Je n’ai pour le monde politique ni curiosité ni sympathie. Verbigérations, grenouillages mesquins, trahisons et palinodies constituent semble-t-il l’essentiel de l’activité des "imbéciles et des filous" accrochés à leur siège ou à leur maroquin. Quelle promptitude au reniement dès que le vent menace de tourner ! dans ce contexte de pleutrerie et d’incompétence générales, l’entêtement d’un Villepin, lâché par ses alliés de la veille, accablé par les clabaudeurs de tout poil, finit par ressembler à du courage et mérite une certaine considération.

vendredi, 07 avril 2006

Graffiti 2

Ceronetti, Queneau : même attention portée aux inscriptions, enseignes, affiches, graffiti... On a cependant le sentiment que l’un s’amuse et l’autre pas.
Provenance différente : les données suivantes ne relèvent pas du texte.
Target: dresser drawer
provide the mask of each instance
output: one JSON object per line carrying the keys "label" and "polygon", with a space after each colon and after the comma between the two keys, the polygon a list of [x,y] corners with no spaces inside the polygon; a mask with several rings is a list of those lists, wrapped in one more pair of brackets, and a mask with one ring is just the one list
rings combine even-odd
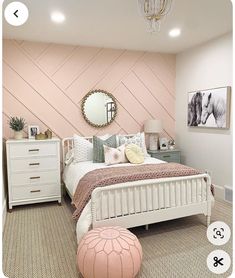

Dans Courir les rues, l’anecdotique, le cocasse, la précarité des signes bancals et balbutiants suscite de dérisoires épiphanies — "Lentilles vert émeraude" ou "Vaugelas bouquiniste". Dans les carnets de Ceronetti, l’épitaphe, la plaque commémorative alimente une méditation tranquille sur la précarité de l’être et des choses — Et in Arcadia ego... Placards et publicités omniprésents clament absurdement la trivialité et la sottise des temps :

"Je rentre à l’hôtel au milieu de giclées de gaz au plomb, ébloui par les phares. Qui peut arrêter l’abrutissement humain ?
LE CHRIST EST LA VOIE DE LA VÉRITÉ ET DE LA VIE.
AMUSE-TOI ET GAGNE UNE PANDA." (La Patience du brûlé, Albin Michel, 1995, p. 85)
J'aimais beaucoup, bel exemple de poésie brute, ce graffiti qui s'étalait naguère en caractères rouges sur un mur de la rue Bardoux, à Clermont-Ferrand :
"MARIE (03) VOUS EMMERDE TOUS"
Je crains qu'il n'ait été effacé. "Omnia rodit edax, vel sint adamantina, tempus."